Isidor und Elise Kohn wurden am 3. Oktober 1942 mit dem „3. großen Alterstransport“ nach Theresienstadt deportiert. Nach der Deportation der Großeltern wurde der Jüdischen Gemeinde die Vormundschaft über Gisela Kohn übertragen. Zuletzt lebte sie bei einem Ehepaar Pottlitzer in der Hirtenstraße 22, unweit des Alexanderplatzes. Die Neunährige wurde am 4. März 1943 mit dem „34. Osttransport“ nach Auschwitz deportiert, wo sie wahrscheinlich gleich nach der Ankunft ermordet wurde.
Isidor Kohn kam am 30. Mai 1943 in Theresienstadt ums Leben. Seine Frau Elise überlebte ihn nur um drei Monate, sie starb dort am 25. August 1943. Laut ihrer Todesfallanzeige soll die Todesursache „Herzschwäche“ gewesen sein.

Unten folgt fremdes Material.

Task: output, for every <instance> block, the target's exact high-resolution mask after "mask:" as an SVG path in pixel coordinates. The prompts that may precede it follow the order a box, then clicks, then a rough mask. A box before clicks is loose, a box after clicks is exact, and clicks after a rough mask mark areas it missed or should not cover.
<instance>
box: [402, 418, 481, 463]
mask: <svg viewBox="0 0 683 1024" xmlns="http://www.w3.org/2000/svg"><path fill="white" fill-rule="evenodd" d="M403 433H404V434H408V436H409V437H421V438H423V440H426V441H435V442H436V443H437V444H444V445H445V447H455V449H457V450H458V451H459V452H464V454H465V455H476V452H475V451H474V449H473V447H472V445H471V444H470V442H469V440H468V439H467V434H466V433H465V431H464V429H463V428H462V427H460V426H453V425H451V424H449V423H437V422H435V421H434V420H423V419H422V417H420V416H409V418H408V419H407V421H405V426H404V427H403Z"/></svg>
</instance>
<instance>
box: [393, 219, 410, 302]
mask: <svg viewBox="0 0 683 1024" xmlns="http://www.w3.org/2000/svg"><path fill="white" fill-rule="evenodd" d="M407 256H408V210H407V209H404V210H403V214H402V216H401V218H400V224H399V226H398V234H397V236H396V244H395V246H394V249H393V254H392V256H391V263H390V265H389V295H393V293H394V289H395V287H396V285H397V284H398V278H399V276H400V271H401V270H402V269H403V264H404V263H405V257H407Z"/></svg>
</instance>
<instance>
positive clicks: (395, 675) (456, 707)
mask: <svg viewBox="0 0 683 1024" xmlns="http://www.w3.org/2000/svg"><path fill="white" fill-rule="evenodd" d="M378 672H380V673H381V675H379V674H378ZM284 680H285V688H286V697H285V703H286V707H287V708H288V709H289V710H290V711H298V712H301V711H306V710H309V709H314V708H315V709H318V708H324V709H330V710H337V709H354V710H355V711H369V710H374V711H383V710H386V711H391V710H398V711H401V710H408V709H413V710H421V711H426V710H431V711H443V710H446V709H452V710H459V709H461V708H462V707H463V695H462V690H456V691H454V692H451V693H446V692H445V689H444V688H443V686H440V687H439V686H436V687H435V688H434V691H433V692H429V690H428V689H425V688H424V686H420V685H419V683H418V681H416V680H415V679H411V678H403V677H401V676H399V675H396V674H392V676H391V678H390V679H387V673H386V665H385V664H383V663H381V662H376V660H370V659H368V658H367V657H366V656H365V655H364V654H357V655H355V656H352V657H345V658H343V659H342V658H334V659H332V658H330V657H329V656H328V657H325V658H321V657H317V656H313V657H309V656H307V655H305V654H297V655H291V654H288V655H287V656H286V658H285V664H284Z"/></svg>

Der älteste Sohn Alfred wurde mit seiner Frau und den beiden Töchtern ebenfalls in Auschwitz ermordet. Sohn Erich überlebte die Shoah aufgrund seiner Ehe mit einer „Arierin“. Die anderen Söhne und Töchter waren rechtzeitig nach Südamerika, Palästina und England ausgewandert.